In January 2026, Tennis Australia broke ranks with the other Grand Slams and settled with the PTPA. The terms were significant. Tennis Australia agreed to cooperate with the PTPA against the remaining defendants, including handing over confidential financial information, in exchange for being removed from the claim. The 2026 Australian Open prize money jumped 16 per cent to around A$111.5 million shortly after.

The settlement did two things. It gave the PTPA financial data it would not otherwise have had access to. And it sent a message to the other three Slams: one of your own has decided this fight is not worth having.

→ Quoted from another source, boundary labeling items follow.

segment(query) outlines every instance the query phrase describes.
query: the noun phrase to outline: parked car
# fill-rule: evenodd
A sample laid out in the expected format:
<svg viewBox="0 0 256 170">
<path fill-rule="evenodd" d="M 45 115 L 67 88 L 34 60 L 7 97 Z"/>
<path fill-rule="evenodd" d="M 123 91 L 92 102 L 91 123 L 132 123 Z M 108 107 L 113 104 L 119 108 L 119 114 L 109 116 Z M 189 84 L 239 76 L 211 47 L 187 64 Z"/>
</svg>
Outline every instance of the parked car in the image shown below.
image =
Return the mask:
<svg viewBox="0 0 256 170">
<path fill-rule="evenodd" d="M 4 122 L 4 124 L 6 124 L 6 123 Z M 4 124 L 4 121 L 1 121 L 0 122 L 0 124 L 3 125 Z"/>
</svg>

Craig Tiley, then CEO of Tennis Australia, was the architect of the deal. His stated rationale was straightforward: "If we've got to expend resources, we would much rather make it in compensating the players and growing the game than in legal fees and damages." It is the kind of sentence that sounds obvious once someone says it, which makes you wonder why nobody said it sooner.

Then Tiley moved to the USTA

In February 2026, the USTA appointed Tiley as its new CEO, replacing Lew Sherr. Sportico reported that his handling of the Tennis Australia settlement was a key factor in the appointment.

This is the part worth paying attention to. The USTA had been fighting the PTPA lawsuit. It filed to compel arbitration with some of the named players. It joined a motion to dismiss alongside Wimbledon and Roland Garros. And then it hired the man who settled.

Whether Tiley shifts the USTA's posture from confrontation to negotiation remains to be seen. But the appointment is not the action of an organisation that wants to spend the next three years in federal court. If the USTA settles, Wimbledon and Roland Garros would be the last two standing, and their argument that a US court has no jurisdiction over them starts to look less like a legal strategy and more like the only card they have left.

Djokovic walked away

In January 2026, Novak Djokovic severed all ties with the PTPA, citing "ongoing concerns regarding transparency, governance, and the way my voice and image have been represented." He was never a plaintiff in the lawsuit. He co-founded the organisation with Vasek Pospisil in 2020, but when it turned to litigation, he stayed off the filings.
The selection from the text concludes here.